The show really makes you feel for Alice in this episode. Before, she was a complicated villain. Now that we’ve seen the extent of her abuse, it’s hard not to root for her a little bit. When her dad bursts into the room and saves her, acts like a father to her for the first time all season, I’ll admit the show got me. I started tearing up just a little. After all we saw, this was the reunion I wanted to see more than anything. Then we get the real story of Mommy dearest. Alice didn’t mean Cartwright’s mother. At the beginning of the episode, we saw a flashback where Beth and Kate’s mother gave them both necklaces to match her earrings. One day, Alice noticed Cartwright’s mother wearing those earrings. She checks the locked refrigerator she was never allowed to open, and finds her mother’s head. Cartwright had been saving it, as his mother demanded he give it to her. That’s when we see Alice’s first kill. She knocks off the top of Cartwright’s mother’s oxygen tank and uses it to burn her alive. It’s the only Alice kill I’ve been happy to see. Painful way to go, but she deserved every minute of it.

Rachel Skarsten as Alice and Dougray Scott as Jacob Kane — Photo: Shane Harvey/The CW

The episode ends in a real precarious place, though. Right as Alice was telling her dad about all that, Kate finds out too. She gets a call from Mary and Luke, who’ve been tracking the car Beth’s shooter drove. She figures out it was Cartwright.
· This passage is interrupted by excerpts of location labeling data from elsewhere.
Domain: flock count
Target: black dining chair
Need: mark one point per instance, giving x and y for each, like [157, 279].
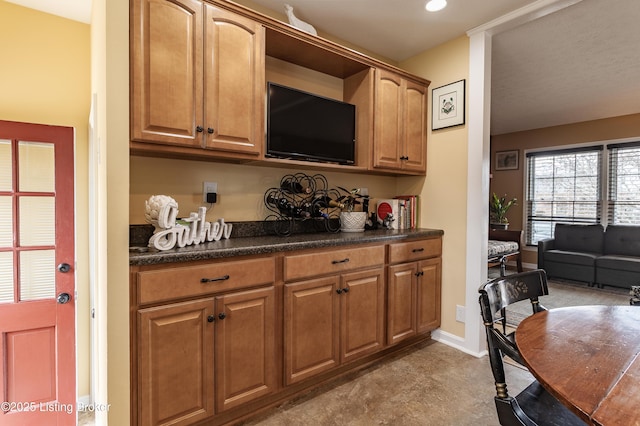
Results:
[534, 405]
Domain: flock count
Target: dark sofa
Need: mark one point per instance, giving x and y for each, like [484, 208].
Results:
[589, 253]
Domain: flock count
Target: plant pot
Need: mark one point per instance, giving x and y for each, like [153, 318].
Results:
[498, 226]
[352, 221]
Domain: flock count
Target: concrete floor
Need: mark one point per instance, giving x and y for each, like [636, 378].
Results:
[432, 385]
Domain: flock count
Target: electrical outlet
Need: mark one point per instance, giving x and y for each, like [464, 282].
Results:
[208, 187]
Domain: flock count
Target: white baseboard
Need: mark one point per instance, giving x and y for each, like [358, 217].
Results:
[84, 401]
[455, 342]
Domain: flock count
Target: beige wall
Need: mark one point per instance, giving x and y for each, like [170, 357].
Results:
[45, 78]
[511, 182]
[444, 191]
[443, 204]
[241, 188]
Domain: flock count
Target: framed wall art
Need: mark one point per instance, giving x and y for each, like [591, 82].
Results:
[447, 105]
[507, 160]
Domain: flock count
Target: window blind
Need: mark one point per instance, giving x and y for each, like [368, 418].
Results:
[563, 186]
[623, 199]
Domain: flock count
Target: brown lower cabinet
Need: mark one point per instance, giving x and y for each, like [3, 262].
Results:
[216, 341]
[332, 320]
He mentions that Beth looked exactly like Alice, down to the necklace that matched the earrings. Kate demands to know how he knew about the earrings and starts choking him out. With all the trauma to his neck already, it’s enough to kill him. Jacob and Alice return and try resuscitate him, but it doesn’t work. Kate, like Alice, is now a murderer. Now they just have to bury the body. The same episode that Alice gets some small redemption, Kate gives into the darkness. Now, they’re in the same place, and that’s a super interesting, uncomfortable note to leave us on for a week.

This episode wasn’t a fun, light villain-of-the-week like we’ve grown accustomed to. It carried the season’s main story forward in a way that caught me completely off guard. It was an emotional, jaw-dropping episode and a good sign for where this show’s headed. It even had some good comic relief as Mary tried to get Luke to admit Kate was Batwoman. And lording her secrecy over him when Batwoman calls her for advice. A heavy episode like this needs those moments. This is my last week covering Batwoman. I’m sad I won’t be here to go over episodes anymore, but I’m glad to leave off on an episode like this. If these last few weeks are any indication, this show is only getting better.

Batwoman airs Sundays at 8 p.m. on The CW.